Here’s one reality of preparing a speech: there is no necessary relationship between how much effort you put into preparing for a speech and how well it turns out.
It is true that most people (in my opinion) underestimate the effort required to do a good speech, in terms of research, organization, rehearsal, and delivery. Nevertheless, it is also true that you can spend months preparing for a speech and spend joules of energy, and still have a bad speech.
Very often, we find the biggest obstacles looking back at us in the mirror.
Over the last few months, I have slowly been using up a bottle of baby shampoo that my disabled daughter shouldn’t use. Although her nurses used it a few times, we realized t has ingredients that could be a problem if it got close to her trach, but is just fine for someone without those challenges. I don’t particularly like using baby shampoo, but on the other hand I hate to throw something perfectly good away, so I’ve been using it up.
The first few months, though, I thought, “Wow, those nurses have to have strong hands to use this bottle! Or maybe my arthritis is worse than I thought. I can hardly squeeze any shampoo out of this thing!” Most days I used my regular shampoo, mainly out of preference, but partly because I didn’t want to wrestle with the baby shampoo.

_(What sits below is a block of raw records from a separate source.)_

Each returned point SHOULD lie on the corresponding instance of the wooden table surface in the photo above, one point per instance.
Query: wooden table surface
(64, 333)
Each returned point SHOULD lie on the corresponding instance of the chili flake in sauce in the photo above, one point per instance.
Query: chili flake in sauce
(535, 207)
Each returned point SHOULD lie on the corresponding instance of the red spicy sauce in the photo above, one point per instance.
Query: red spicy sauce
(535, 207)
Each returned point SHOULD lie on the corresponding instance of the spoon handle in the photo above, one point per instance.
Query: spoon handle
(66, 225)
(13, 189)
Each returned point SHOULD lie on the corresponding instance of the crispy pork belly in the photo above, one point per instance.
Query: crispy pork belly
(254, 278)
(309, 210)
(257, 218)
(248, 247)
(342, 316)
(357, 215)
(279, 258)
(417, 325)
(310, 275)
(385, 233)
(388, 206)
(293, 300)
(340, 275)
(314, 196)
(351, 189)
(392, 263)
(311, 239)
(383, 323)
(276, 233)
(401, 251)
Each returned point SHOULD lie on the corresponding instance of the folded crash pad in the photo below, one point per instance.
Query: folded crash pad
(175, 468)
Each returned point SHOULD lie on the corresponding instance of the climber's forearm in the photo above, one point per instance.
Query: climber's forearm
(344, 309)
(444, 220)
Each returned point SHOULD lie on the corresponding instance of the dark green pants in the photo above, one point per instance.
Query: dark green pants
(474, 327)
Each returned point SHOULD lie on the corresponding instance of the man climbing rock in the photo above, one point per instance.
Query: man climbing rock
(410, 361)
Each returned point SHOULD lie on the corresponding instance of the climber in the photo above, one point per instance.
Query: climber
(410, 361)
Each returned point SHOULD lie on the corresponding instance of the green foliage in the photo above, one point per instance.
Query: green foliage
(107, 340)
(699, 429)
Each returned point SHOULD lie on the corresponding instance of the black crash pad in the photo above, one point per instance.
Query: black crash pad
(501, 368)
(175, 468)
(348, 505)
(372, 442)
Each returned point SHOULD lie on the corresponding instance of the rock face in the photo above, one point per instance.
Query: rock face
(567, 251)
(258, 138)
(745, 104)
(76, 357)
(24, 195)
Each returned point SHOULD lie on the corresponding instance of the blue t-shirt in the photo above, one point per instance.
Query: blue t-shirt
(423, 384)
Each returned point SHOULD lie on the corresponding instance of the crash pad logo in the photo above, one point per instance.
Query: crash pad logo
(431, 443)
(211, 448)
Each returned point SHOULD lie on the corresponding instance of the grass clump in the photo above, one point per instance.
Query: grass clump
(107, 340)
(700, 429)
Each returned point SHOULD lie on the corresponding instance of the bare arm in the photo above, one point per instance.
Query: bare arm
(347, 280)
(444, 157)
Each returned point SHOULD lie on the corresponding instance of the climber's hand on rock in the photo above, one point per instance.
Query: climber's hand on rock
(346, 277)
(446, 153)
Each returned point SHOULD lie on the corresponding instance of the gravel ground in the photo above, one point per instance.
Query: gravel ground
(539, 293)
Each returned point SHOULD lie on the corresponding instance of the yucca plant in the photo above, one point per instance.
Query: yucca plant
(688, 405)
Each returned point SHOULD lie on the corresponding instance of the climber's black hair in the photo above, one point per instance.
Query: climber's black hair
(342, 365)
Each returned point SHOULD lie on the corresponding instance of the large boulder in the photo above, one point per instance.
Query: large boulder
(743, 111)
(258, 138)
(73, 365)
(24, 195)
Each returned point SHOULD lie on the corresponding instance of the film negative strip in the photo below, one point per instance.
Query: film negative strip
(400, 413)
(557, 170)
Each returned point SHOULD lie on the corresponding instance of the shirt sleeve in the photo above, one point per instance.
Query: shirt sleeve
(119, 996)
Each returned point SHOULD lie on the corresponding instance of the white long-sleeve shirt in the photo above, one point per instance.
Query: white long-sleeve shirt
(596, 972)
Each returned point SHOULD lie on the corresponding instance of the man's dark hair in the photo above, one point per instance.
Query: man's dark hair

“Its made for young parents, who are stronger,” I thought.
Eventually, I unscrewed the cap to try to get more shampoo out than I could squeezing it out the little pop cap that most shampoo bottles have.
I found the seal still in place. I had just assumed the nurses had removed it since they had used the bottle a couple of times. All of the shampoo that had been squeezed out of that thing for six months (about a third of the bottle) had been squeezed through a small rupture in the seal. Once I removed that, the shampoo came out of the little pop cap almost too fast, just by turning the bottle upside down.
Sure, I had been working hard. Really, I had been wasting effort.
There has been a lot said about working smart, not hard, but this is different. Speaking does take more effort than you realize. But when you feel like you’re spending a lot of time and energy without much return, take a look at yourself first. It may be that you have been your own biggest obstacle, usually by not checking out assumptions.